Parmi les organisations qui sont apparues pendant cette période de chaos, il y eut d’abord les guildes qui cherchaient à réunir le plus de monde pour leur faire réunir des ressources plus rapidement pour forger des armes où pouvoir en acheter. Il y a eu des guerres qui ont eu lieu et ont toujours lieu dans la tour entre les différentes guildes qui finissaient par se jouer au plus grand nombre. À l’époque, elles étaient sacrément meurtrières, je ne sais pas si c’est toujours le cas.
Il y a aussi eu l’apparition des groupes de fanatiques religieux, qui voient la tour comme « la » réponse à toutes les questions. Au début personne ne les a pris au sérieux jusqu’à ce qu’aient lieu les massacres dans les rues.

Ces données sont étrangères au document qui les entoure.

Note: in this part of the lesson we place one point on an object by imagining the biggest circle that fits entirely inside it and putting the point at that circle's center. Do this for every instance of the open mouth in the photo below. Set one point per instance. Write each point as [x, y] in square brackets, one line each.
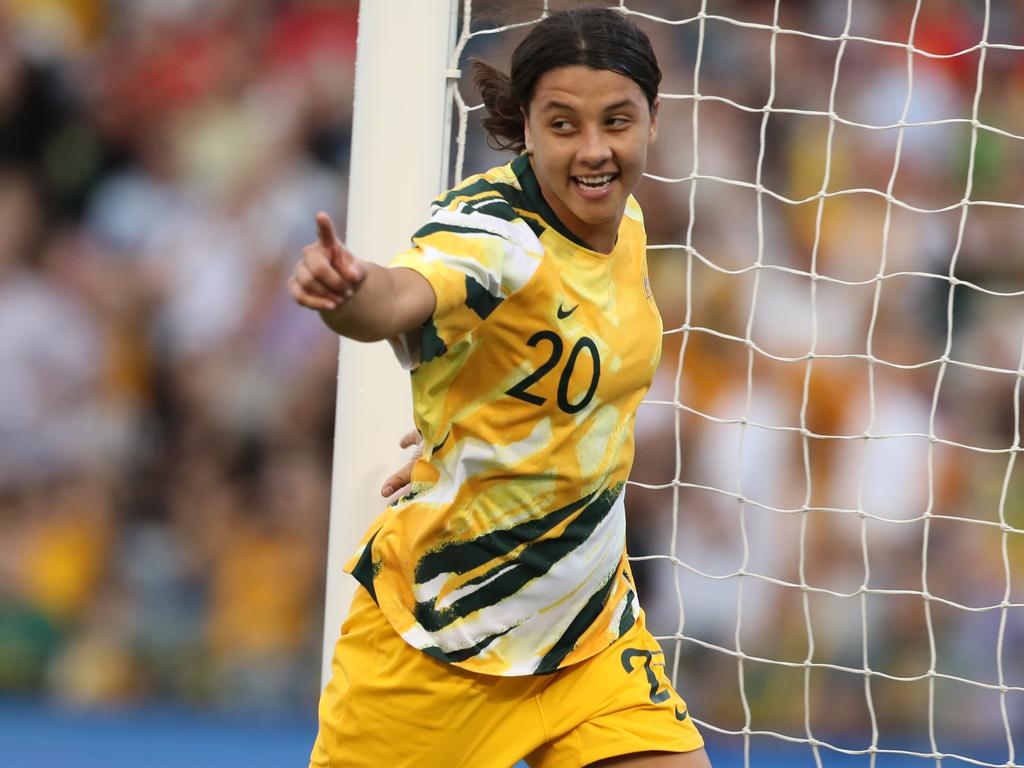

À chaque fois qu’il y avait une friction, ça menait obligatoirement à des conflits ouverts entre les factions. Les groupes de militaires terrestres censés représenter l’ordre furent les pires d’après moi en prenant les nouveaux arrivants sous leurs ailes et en les ramenant directement au premier étage et en les entraînant à massacrer quiconque entraverait leur route à coup de mitraillette. Je ne te parle pas de tous les guides qui sont passés pour des imposteurs d’après les militaires alors qu’ils venaient chercher leurs grimpeurs, tout ça pour pouvoir se faire des soldats facilement. Il y en a encore beaucoup d’autres dont je ne te parlerai pas, mais je pense que tu as saisi l’idée. Tout ce que l’homme était capable de faire de mauvais a submergé la Tour des mondes pendant longtemps.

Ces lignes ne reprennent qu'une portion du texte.